With more consumers ordering food to their homes to avoid potential exposure to the coronavirus, Uber is tapping into a growing market where it already has a large presence. The problem for Uber is that those people are staying home, meaning they’re not taking rides to restaurants, bars, parties, concerts or to work. Even as the meal delivery business grew in the first quarter and the rides business declined, Eats still accounted for less than one-third of total gross bookings and rides made up 69%.
And with coronavirus cases growing in 36 states and hotspots like Texas and Florida tightening their restrictions on businesses and residents, Uber investors have reason for skepticism, particularly because so many companies have said they won’t be reopening their offices for the rest of the year. In a report last week, BTIG estimated that about 25% of Uber’s bookings for rides came from commuters.
“Our take is that the Street under-estimated exposure to commute rides and the fact that workers in key markets aren’t coming back anytime soon,” wrote BTIG’s Jake Fuller, who still recommends buying the stock.
Initially, investors seem happy with the Postmates deal. Uber’s stock rose 6% on Monday to $32.52 and is up 9.1% for the year, while the S&P 500 is down slightly in 2020. Uber said the combination will lead to more than $200 million in “run-rate synergies” within a year of close, a positive sign for Fuller and other analysts.
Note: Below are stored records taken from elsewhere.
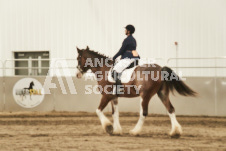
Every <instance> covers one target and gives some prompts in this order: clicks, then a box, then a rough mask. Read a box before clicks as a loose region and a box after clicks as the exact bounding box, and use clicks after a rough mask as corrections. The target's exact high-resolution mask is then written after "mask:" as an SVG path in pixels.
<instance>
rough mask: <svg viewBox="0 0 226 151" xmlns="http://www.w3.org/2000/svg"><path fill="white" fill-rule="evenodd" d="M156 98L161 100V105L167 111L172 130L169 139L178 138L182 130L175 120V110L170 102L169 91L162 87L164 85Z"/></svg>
mask: <svg viewBox="0 0 226 151" xmlns="http://www.w3.org/2000/svg"><path fill="white" fill-rule="evenodd" d="M158 96H159V98H160V99H161V100H162V103H163V104H164V105H165V107H166V109H167V111H168V115H169V117H170V120H171V125H172V129H171V131H170V136H171V137H180V135H181V134H182V128H181V125H180V124H179V123H178V121H177V119H176V115H175V109H174V107H173V105H172V104H171V102H170V99H169V90H168V89H167V88H166V87H164V85H163V87H162V88H161V89H160V91H159V92H158Z"/></svg>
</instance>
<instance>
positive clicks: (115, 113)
mask: <svg viewBox="0 0 226 151" xmlns="http://www.w3.org/2000/svg"><path fill="white" fill-rule="evenodd" d="M113 107H114V114H113V115H112V117H113V120H114V123H113V129H114V130H113V134H117V135H121V134H122V128H121V125H120V122H119V111H118V100H113Z"/></svg>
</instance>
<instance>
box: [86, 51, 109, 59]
mask: <svg viewBox="0 0 226 151" xmlns="http://www.w3.org/2000/svg"><path fill="white" fill-rule="evenodd" d="M86 51H87V52H88V53H89V54H92V55H94V57H95V58H99V59H100V58H104V59H107V58H109V57H108V56H106V55H104V54H101V53H99V52H97V51H94V50H86Z"/></svg>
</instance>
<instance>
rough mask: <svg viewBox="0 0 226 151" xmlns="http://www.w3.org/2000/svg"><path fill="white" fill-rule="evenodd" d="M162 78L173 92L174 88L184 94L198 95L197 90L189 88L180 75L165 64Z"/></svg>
mask: <svg viewBox="0 0 226 151" xmlns="http://www.w3.org/2000/svg"><path fill="white" fill-rule="evenodd" d="M161 71H162V72H161V73H162V74H161V75H162V80H164V83H165V84H166V87H167V88H168V89H169V90H170V91H171V92H173V91H174V89H175V90H176V91H177V92H178V93H179V94H181V95H184V96H196V94H197V93H196V92H195V91H193V90H192V89H191V88H189V87H188V86H187V85H186V84H185V83H184V82H183V81H181V79H180V78H179V76H178V75H177V74H176V73H175V72H174V71H173V70H172V69H170V68H169V67H166V66H164V67H163V68H162V69H161Z"/></svg>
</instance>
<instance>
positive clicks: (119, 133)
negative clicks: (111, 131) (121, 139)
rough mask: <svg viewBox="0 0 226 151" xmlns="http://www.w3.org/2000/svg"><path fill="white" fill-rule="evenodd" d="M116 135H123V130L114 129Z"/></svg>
mask: <svg viewBox="0 0 226 151" xmlns="http://www.w3.org/2000/svg"><path fill="white" fill-rule="evenodd" d="M113 134H114V135H122V130H116V131H115V130H113Z"/></svg>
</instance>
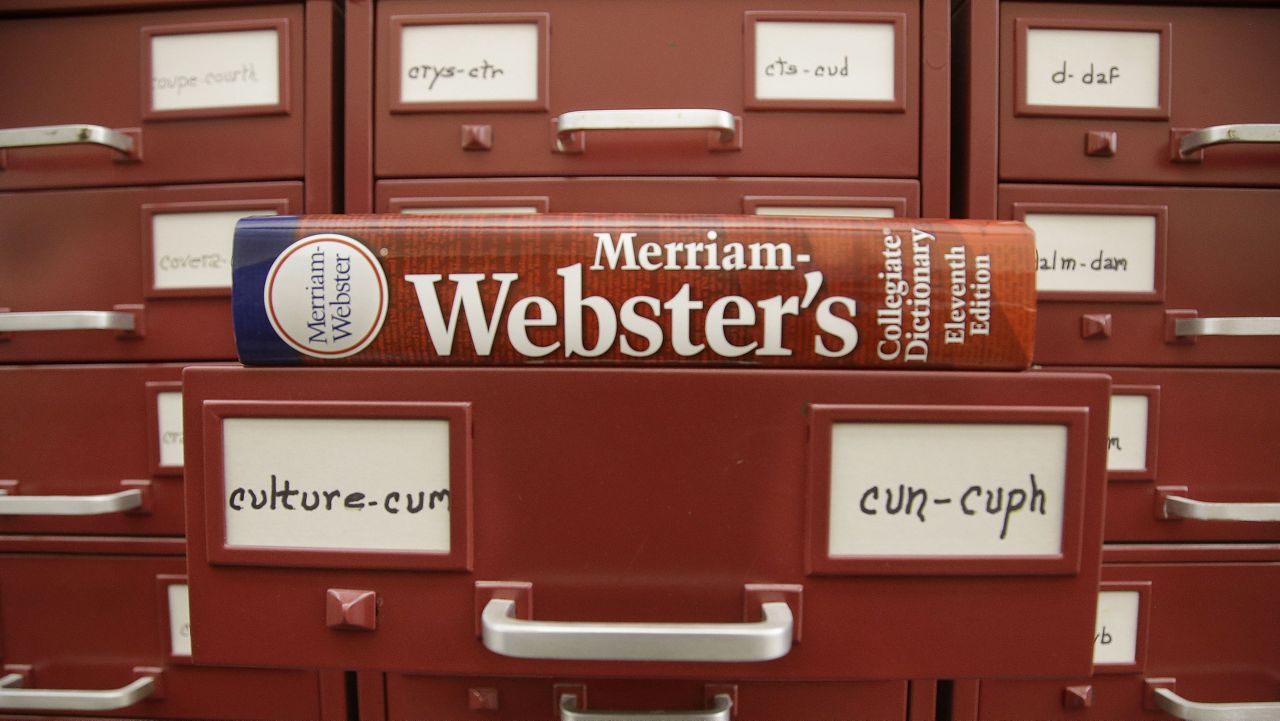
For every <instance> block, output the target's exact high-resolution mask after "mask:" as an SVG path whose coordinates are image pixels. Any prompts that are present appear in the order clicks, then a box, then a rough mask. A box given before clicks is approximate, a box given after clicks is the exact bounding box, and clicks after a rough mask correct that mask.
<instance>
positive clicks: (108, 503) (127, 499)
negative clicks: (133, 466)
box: [0, 488, 143, 516]
mask: <svg viewBox="0 0 1280 721" xmlns="http://www.w3.org/2000/svg"><path fill="white" fill-rule="evenodd" d="M142 501H143V498H142V490H140V489H137V488H131V489H128V490H119V492H116V493H104V494H101V496H9V494H6V493H5V492H3V490H0V516H101V515H105V514H123V512H125V511H133V510H136V508H141V507H142Z"/></svg>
Michael Graham, an analyst at Canaccord Genuity, said in a report on Monday that the deal means 98% of the food delivery market in the U.S. will be controlled by Uber, GrubHub and privately held DoorDash. Graham is bullish because of “Covid-19 related tailwinds” and the “complementary geographic mix.”
Uber CEO Dara Khosrowshahi said in a call with investors after the transaction was announced that the rides business has bounced back a bit of late. After falling 75% in the second quarter from a year earlier, it’s now at less than a 60% decline from the prior year. Some countries are even seeing growth, he said. Meanwhile, Eats’ bookings more than doubled in the second quarter, and Postmates’ grew 67%, Uber said in its presentation.
“We’re in the unique position of having the Eats business to significantly offset headwinds in our rides business,” Khosrowshahi said.
It’s far from a total offset, however. Twice in May, Uber announced jobs cuts of at least 3,000 employees, leaving it with about 20,000, according to the latest available headcount figures. The company also said it would be shutting or consolidating 45 offices.
Difficult projections
Additionally, Uber faces a lawsuit from California Attorney General Xavier Becerra, who alleged in May that Uber and ride-sharing rival Lyft have misclassified their drivers as contractors, violating a state law that went into effect this year. City attorneys from San Francisco, Los Angeles and San Diego joined Becerra in the lawsuit, which claims that the companies denied workers the right to overtime pay, disability insurance and other benefits.
Postmates, which says on its website that it has more than 1,000 employees, wasn’t exactly thriving before the coronavirus struck. The company laid off dozens of employees in December and closed its office in Mexico City. It had plans to go public, but was forced to reconsider after seeing investor response to Uber and Lyft and the near collapse of WeWork.
Uber expects the deal to close in the first quarter of next year. The company scrapped its guidance for this year in April, but analysts are projecting an 8% drop in revenue to just over $13 billion, according to Refinitiv. While analysts anticipate a reacceleration in 2021, that’s based on the assumptions that food delivery will continue to grow and that rides will also pick back up. Given the trajectory of the coronavirus in the U.S., that’s a pretty optimistic assumption.
An Uber spokesperson declined to comment.